Monday, August 9, 2010

Blog Challenge Day One

Anne Shirley of Green Gables and I have very little in common. I am brunette while she is, much to her chagrin, a red head. I have three siblings, including a twin sister, while she was a lonely orphaned child. She grew up on an island in the country with the ocean at her doorstep and I was surrounded by an ocean of prairie and city streets.

But Anne and I do share a few traits. A love of nature, of whimsical places and ideas and a passion for literature. We also tread on common ground when it comes to teachers. There is no tepid. There is only all encompassing adoration for a teacher or utter disdain. She had her Mr Phillips to hate and Miss Stacey to love.

In every grade and every school, I found a favorite teacher and always in a different subject. One year it would be my English and the next it was my Drama teacher. Though, I have to admit it was never my Math teachers. I guess I couldn't get past my hatred for Math to enjoy the teacher forcing me to learn something that didn't come naturally to me.

Even recently, when I was upgrading my education, I got a girl-crush on my English teacher. Old habits die hard and it was easy for me to start the whole process of wishing we were friends. I just thought she was *sssooooo* cool because she was close to my age, got to teach English all day long and was writing her Masters on Canadian poet, Al Purdy. It probably only added fuel to flames that she was funny, swore as much as I do, hip and didn't care if I was late for class or left early.

Though, I've hated teachers as well. Thankfully, I have such a terrible memory, which is especially good at forgetting the awful things. I recall hating my grade 11 social studies teacher (but have forgotten his name). I didn't hate him the whole term...only near the end when we had some sort of disagreement in which I stormed out of class and refused to enter again. I had 6 or 7 classes left to finish the term (and I would've passed, though it would have been a low mark) but I was/am stubborn and was standing by my principles (though it's been so long I can't even recall what the debate was about). I never returned to his class and would've had to take Social Studies 20 all over again were it not for the fact that I quit school in Grade 12 first term.

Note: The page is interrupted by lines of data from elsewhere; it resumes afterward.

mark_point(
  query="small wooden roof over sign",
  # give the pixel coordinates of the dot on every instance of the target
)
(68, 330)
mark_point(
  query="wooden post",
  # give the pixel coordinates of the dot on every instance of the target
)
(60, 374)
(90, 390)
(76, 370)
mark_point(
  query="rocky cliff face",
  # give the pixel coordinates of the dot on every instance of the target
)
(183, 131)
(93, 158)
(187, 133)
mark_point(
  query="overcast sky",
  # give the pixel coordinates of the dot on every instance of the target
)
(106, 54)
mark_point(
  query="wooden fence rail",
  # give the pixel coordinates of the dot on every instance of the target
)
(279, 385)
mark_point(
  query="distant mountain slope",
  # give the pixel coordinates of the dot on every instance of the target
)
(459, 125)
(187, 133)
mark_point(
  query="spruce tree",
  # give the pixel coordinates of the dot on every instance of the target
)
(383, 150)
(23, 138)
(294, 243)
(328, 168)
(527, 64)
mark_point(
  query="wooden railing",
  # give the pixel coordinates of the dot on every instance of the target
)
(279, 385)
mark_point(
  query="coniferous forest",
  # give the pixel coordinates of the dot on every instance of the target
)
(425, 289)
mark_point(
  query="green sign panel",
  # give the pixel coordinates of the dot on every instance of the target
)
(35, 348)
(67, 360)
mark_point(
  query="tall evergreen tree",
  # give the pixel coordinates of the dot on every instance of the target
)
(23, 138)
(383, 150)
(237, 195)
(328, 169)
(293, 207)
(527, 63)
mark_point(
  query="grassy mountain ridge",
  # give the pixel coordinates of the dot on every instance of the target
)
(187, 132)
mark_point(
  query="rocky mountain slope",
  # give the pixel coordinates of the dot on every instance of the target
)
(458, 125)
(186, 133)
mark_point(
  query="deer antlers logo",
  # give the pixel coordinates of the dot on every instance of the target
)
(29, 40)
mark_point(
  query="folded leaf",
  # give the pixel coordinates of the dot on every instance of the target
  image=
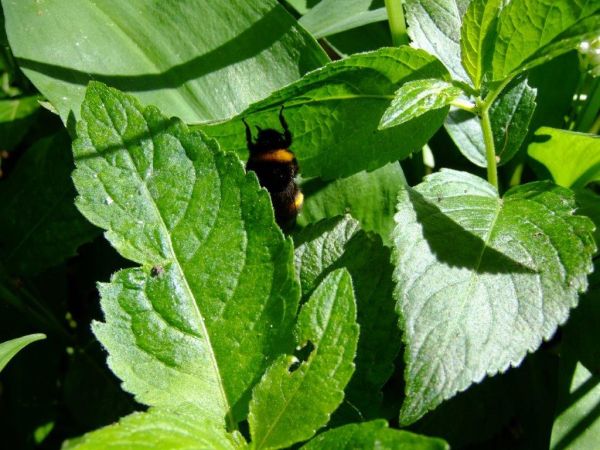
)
(216, 297)
(481, 280)
(296, 397)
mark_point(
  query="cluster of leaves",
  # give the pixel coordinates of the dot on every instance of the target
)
(387, 306)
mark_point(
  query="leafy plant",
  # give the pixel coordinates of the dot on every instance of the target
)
(412, 300)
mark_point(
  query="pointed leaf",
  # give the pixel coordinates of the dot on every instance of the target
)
(339, 242)
(477, 37)
(481, 280)
(572, 158)
(373, 436)
(49, 229)
(173, 429)
(216, 298)
(333, 114)
(8, 349)
(295, 398)
(370, 197)
(171, 54)
(415, 98)
(531, 31)
(434, 26)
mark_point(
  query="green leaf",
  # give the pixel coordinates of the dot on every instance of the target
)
(336, 243)
(373, 435)
(577, 426)
(477, 37)
(9, 349)
(481, 280)
(532, 31)
(510, 115)
(322, 110)
(434, 26)
(172, 54)
(174, 429)
(370, 197)
(415, 98)
(295, 397)
(216, 297)
(328, 18)
(16, 116)
(572, 158)
(41, 227)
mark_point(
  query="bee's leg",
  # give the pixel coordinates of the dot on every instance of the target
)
(248, 136)
(286, 130)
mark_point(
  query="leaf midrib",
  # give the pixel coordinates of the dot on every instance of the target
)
(172, 251)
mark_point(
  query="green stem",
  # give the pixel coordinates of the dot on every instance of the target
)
(490, 150)
(396, 21)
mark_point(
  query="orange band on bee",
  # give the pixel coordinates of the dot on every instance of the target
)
(283, 156)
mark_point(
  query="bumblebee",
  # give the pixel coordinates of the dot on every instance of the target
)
(276, 168)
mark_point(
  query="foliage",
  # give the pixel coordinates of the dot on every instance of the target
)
(440, 287)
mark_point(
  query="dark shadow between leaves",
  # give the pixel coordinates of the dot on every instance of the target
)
(249, 43)
(455, 246)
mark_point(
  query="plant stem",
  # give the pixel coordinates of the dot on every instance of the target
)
(396, 21)
(490, 149)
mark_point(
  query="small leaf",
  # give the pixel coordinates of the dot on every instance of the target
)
(9, 349)
(532, 31)
(215, 300)
(327, 18)
(477, 37)
(481, 280)
(576, 426)
(174, 429)
(295, 398)
(373, 435)
(370, 197)
(510, 116)
(40, 226)
(171, 54)
(333, 114)
(415, 98)
(572, 158)
(434, 26)
(339, 242)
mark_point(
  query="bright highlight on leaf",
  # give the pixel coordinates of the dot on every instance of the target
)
(481, 280)
(215, 297)
(297, 394)
(10, 348)
(572, 158)
(416, 98)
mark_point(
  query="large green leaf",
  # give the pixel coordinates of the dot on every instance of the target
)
(328, 18)
(370, 197)
(415, 98)
(333, 113)
(197, 59)
(434, 26)
(510, 116)
(296, 397)
(40, 226)
(373, 435)
(477, 37)
(577, 426)
(572, 158)
(173, 429)
(481, 280)
(215, 299)
(10, 348)
(532, 31)
(339, 242)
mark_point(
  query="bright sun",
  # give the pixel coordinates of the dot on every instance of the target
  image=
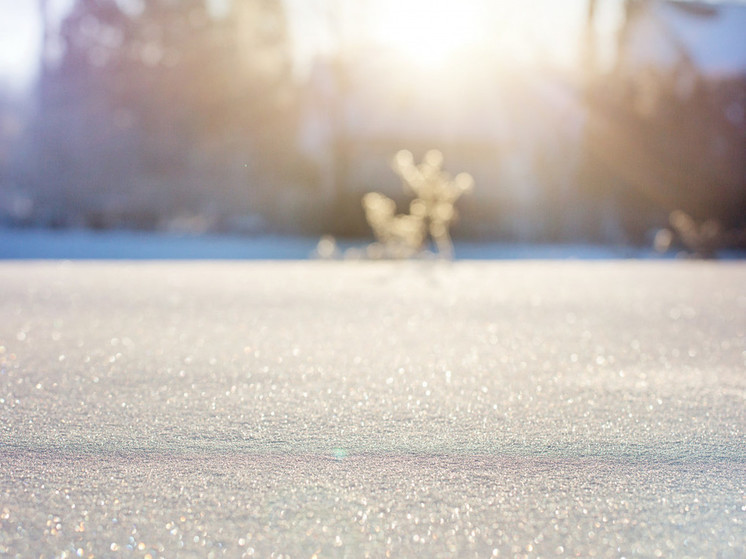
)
(428, 32)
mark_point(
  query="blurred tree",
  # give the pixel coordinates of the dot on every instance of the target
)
(164, 108)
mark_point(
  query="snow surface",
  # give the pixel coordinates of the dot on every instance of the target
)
(352, 409)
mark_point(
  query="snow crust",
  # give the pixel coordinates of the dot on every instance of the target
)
(352, 409)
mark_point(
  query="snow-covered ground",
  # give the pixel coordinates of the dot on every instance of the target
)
(353, 409)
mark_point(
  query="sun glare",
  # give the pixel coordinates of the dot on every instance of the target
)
(428, 32)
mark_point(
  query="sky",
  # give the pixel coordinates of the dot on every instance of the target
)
(425, 30)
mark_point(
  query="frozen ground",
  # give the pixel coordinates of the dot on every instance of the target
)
(34, 244)
(352, 409)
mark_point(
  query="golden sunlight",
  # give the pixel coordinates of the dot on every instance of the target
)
(428, 32)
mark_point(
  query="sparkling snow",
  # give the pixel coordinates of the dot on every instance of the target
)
(352, 409)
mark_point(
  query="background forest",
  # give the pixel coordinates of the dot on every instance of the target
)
(195, 116)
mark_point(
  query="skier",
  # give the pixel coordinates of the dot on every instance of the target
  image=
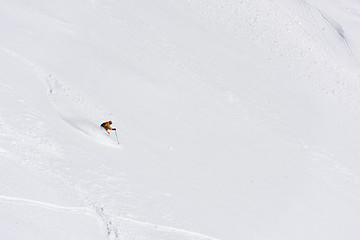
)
(106, 126)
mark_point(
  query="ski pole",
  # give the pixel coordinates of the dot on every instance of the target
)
(117, 137)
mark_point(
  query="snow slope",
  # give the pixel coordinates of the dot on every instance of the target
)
(236, 119)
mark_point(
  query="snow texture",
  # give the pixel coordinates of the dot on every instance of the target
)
(236, 119)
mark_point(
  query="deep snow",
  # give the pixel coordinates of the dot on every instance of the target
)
(236, 119)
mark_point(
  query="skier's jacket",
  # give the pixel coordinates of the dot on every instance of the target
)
(107, 126)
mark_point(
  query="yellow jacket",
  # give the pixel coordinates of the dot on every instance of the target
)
(107, 126)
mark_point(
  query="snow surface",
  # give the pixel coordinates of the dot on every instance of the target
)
(236, 119)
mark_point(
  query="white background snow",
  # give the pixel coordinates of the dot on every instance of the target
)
(237, 119)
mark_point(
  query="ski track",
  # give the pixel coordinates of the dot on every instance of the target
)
(98, 213)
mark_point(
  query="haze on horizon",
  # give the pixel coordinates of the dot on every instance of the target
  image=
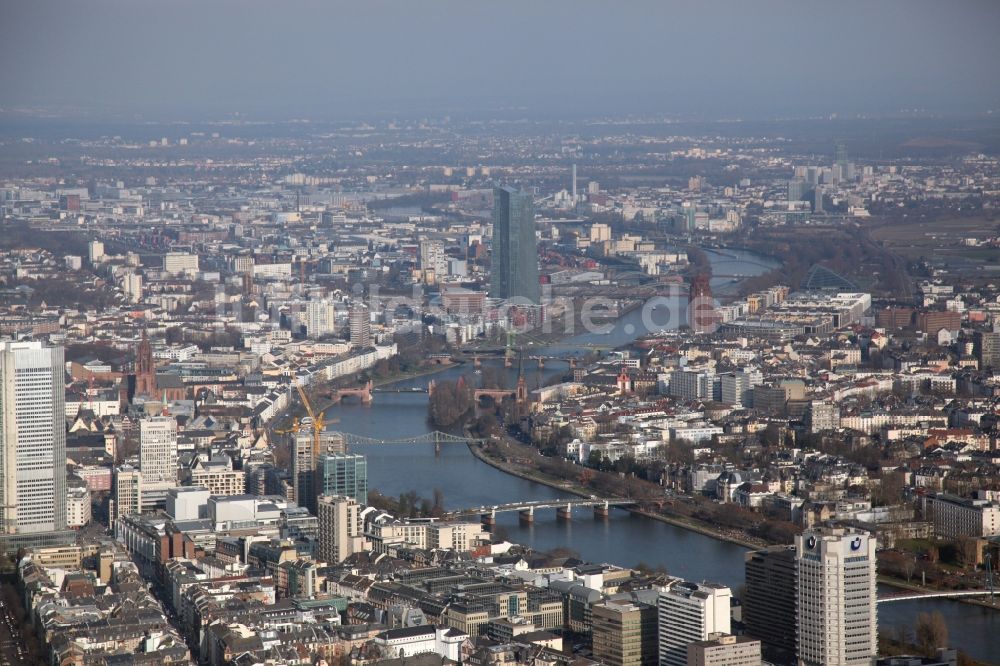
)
(195, 59)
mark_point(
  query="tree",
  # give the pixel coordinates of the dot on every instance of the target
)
(931, 632)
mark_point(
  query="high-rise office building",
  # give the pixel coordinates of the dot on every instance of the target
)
(841, 158)
(433, 258)
(797, 189)
(690, 612)
(95, 251)
(725, 650)
(341, 529)
(305, 460)
(32, 438)
(624, 633)
(126, 493)
(158, 456)
(361, 326)
(769, 600)
(823, 415)
(835, 597)
(321, 318)
(514, 272)
(343, 474)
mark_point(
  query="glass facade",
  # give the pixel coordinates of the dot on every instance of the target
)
(515, 248)
(343, 474)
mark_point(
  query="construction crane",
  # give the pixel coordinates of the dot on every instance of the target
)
(293, 429)
(319, 421)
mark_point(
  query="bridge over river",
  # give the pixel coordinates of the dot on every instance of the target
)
(526, 510)
(917, 596)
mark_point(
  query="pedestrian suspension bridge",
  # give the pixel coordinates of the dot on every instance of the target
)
(437, 438)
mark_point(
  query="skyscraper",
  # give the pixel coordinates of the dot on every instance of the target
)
(343, 474)
(689, 612)
(835, 597)
(986, 346)
(157, 456)
(340, 528)
(433, 258)
(361, 327)
(769, 601)
(32, 438)
(126, 497)
(515, 248)
(305, 459)
(624, 633)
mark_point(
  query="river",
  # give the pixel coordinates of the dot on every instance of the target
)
(624, 539)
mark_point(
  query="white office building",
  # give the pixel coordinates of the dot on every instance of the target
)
(433, 258)
(32, 438)
(157, 456)
(835, 597)
(341, 529)
(321, 318)
(690, 612)
(177, 263)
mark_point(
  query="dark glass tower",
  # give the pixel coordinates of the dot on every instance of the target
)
(515, 249)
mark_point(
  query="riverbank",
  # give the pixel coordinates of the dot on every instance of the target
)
(424, 371)
(566, 486)
(901, 584)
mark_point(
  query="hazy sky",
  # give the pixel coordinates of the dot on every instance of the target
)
(294, 58)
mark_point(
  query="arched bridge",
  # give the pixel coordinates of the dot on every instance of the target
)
(916, 596)
(436, 437)
(526, 510)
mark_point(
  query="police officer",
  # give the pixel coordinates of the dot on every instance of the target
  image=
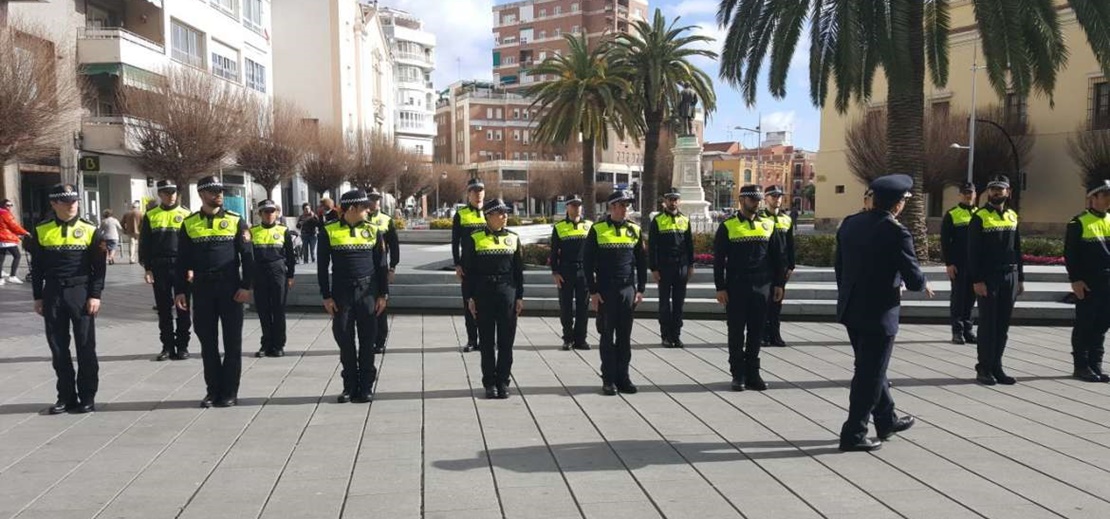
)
(493, 285)
(773, 199)
(748, 271)
(954, 252)
(158, 254)
(356, 292)
(214, 244)
(997, 275)
(389, 230)
(670, 260)
(568, 237)
(274, 262)
(616, 273)
(875, 257)
(1087, 252)
(466, 221)
(67, 280)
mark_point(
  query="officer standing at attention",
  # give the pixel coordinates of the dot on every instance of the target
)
(389, 232)
(748, 271)
(1088, 258)
(493, 285)
(274, 262)
(356, 292)
(568, 237)
(67, 278)
(158, 254)
(875, 256)
(467, 220)
(616, 272)
(954, 252)
(997, 275)
(214, 244)
(773, 199)
(670, 260)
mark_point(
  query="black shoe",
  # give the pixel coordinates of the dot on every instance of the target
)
(865, 445)
(900, 425)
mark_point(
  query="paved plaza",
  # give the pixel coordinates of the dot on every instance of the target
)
(430, 446)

I've never regretted quitting school. I've got a well paying job, I work in a nice office and generally am at the same level as others my age who have a diploma and a degree of some sort. I only lamented that quitting school meant not being with my teachers. And even now I still fully toy with the idea of becoming a teacher myself. Art or English, I can't decide. Maybe it's my turn to know the love or hate of a classroom full of students.

Shannon

PS. Claudia - I don't remember Mr. Smith. What did he look like? I love Mr. Mills at McNally. I would've married that short, pudgy bastard just because he made me laugh so much.

1 comment:

Claudia said...

HAHA!! oh My god!! i totally forgot about Mr. Mills. He was fricken awesome!! haha do you know how many "assignments" he sent us on and we would just go to the mall! It was great. Mr. Smith was the football couch and social teacher. I think he was teaching when I left. He was short, brown hair, brown eyes. a loser. haha..!!!